7:55 pm on Dec 5, 2006 (gmt 0)

5+ Year Member

its me again...well just to update you all on the topic

his site is finally down. took awhile but is down...well the one i created atleast

i had to go back and forth with the law firm that handles DMCA for the hosting company. took about 2 weeks. because they sent him a letter and they gave him 5 days to respond.

any whoo. they told him to take what i created down. however i still didnt get paid. but i have a collection agecy handling that. getting a lawyer was out of the question this go around. they would have charged me more than what it was worth.

the client who owed me money sent a email to me boasting that the site is down and he got someone else to do his site for $50.00. as i go back and check his updated site...you can tell its a $50.00 site. :) for the last couple of weeks he has had latin dummy text as his content.

so even though i dont have my $450....it puts a smile on my face that his site looks like CRAP.

thanks for all of your suggestions

Fortune Hunter

2:54 am on Dec 9, 2006 (gmt 0)

WebmasterWorld Senior Member 10+ Year Member


As an extra bonus you should use your SEO talents to "promote" his new site for him.

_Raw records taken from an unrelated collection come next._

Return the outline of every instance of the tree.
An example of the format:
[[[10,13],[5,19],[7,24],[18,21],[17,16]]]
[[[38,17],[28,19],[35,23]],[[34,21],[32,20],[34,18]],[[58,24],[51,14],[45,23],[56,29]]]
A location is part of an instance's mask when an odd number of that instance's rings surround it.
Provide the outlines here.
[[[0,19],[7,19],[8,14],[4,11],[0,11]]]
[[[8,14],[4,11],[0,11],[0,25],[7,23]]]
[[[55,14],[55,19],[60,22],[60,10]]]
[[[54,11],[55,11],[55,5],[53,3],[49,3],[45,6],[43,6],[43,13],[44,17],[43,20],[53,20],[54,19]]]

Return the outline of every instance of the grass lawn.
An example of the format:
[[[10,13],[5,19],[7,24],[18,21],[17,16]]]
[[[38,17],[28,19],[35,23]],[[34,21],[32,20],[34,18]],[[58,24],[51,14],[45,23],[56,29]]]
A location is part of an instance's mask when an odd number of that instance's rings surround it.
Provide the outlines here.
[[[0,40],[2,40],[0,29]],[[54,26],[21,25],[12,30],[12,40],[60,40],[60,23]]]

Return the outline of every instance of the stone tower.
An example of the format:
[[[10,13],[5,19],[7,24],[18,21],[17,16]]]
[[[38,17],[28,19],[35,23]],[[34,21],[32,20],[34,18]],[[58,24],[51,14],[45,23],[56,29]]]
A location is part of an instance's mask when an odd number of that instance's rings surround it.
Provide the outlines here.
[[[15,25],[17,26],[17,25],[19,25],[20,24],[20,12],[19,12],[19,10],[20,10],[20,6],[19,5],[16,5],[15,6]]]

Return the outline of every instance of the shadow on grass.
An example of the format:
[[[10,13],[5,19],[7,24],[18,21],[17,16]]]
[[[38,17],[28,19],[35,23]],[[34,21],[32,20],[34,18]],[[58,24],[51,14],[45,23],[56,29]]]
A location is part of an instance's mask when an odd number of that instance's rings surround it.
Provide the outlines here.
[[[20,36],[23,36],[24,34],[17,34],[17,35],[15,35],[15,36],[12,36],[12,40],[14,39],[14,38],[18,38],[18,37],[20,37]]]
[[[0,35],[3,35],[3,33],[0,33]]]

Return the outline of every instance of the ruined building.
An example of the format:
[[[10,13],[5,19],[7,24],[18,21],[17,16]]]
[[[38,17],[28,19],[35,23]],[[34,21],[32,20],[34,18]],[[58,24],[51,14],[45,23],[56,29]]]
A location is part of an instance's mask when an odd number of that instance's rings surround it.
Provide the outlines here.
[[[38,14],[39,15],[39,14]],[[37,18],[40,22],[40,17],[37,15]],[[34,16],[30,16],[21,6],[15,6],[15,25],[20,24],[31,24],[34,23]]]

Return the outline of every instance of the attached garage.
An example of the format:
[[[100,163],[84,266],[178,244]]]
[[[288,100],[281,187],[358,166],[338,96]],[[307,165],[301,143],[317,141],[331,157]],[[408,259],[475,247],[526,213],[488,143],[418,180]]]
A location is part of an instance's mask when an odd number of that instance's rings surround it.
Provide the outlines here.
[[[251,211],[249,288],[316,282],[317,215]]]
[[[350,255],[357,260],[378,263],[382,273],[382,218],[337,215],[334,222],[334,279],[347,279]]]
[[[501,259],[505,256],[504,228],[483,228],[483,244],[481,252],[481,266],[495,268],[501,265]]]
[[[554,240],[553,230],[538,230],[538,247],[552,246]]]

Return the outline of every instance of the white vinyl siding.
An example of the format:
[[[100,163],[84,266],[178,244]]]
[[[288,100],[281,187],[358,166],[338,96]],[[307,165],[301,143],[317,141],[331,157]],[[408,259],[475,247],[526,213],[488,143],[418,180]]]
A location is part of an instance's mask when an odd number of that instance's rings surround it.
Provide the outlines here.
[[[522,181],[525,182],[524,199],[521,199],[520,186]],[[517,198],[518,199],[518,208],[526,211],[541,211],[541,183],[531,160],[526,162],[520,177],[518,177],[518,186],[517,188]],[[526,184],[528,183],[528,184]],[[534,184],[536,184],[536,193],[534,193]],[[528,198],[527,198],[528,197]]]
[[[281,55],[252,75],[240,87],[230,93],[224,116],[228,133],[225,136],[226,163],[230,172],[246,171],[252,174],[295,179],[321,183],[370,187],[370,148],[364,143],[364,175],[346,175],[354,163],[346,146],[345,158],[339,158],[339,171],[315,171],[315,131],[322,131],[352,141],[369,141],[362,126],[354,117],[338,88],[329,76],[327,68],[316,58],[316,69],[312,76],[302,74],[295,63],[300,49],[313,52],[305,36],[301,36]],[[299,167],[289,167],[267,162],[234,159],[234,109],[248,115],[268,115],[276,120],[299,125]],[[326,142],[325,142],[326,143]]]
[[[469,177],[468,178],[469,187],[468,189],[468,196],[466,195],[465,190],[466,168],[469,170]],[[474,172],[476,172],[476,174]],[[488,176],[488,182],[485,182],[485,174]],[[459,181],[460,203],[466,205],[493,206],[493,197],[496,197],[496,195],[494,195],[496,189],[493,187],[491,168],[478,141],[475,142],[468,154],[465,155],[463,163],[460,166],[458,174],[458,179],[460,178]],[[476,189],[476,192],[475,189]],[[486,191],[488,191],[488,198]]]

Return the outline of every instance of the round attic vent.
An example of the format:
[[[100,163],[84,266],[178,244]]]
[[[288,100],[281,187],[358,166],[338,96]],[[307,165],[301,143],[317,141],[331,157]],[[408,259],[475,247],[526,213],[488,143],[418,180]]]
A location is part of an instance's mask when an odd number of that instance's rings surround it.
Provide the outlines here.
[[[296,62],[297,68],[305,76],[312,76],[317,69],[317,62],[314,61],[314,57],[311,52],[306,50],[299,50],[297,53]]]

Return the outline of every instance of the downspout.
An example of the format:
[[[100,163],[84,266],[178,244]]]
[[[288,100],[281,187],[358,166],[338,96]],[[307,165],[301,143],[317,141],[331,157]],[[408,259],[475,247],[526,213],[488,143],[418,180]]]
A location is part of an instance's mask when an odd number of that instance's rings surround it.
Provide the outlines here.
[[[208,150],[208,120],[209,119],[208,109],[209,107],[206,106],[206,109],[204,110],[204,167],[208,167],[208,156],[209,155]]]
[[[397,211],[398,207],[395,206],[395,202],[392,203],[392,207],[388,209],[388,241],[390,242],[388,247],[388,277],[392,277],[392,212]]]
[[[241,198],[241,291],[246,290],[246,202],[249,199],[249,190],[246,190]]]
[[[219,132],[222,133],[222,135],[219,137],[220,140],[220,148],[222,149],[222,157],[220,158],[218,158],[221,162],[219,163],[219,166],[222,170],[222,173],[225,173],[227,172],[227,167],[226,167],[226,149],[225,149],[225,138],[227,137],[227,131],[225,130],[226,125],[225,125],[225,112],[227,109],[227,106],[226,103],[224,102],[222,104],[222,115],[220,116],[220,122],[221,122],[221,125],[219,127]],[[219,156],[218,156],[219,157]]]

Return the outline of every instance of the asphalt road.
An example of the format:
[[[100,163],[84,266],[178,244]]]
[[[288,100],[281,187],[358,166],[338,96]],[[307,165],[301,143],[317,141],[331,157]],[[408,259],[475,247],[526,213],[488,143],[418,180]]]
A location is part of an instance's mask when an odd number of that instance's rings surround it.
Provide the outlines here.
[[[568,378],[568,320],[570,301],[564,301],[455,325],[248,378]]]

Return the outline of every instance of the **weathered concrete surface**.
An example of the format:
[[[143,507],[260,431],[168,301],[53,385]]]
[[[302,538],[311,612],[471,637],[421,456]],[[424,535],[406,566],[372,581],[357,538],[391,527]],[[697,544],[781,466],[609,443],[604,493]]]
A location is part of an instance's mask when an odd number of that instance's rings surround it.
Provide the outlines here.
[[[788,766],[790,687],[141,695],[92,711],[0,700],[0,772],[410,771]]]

Might as well let the world know about his wonderful new crappy site :)

Fortune Hunter


3:44 am on Dec 9, 2006 (gmt 0)

WebmasterWorld Senior Member billys is a WebmasterWorld Top Contributor of All Time 10+ Year Member

Even if you never get the money, it's still a win for the good guy.


9:47 am on Dec 12, 2006 (gmt 0)

10+ Year Member

Is there a site which is a kind of blacklisting, where we can alert other developers?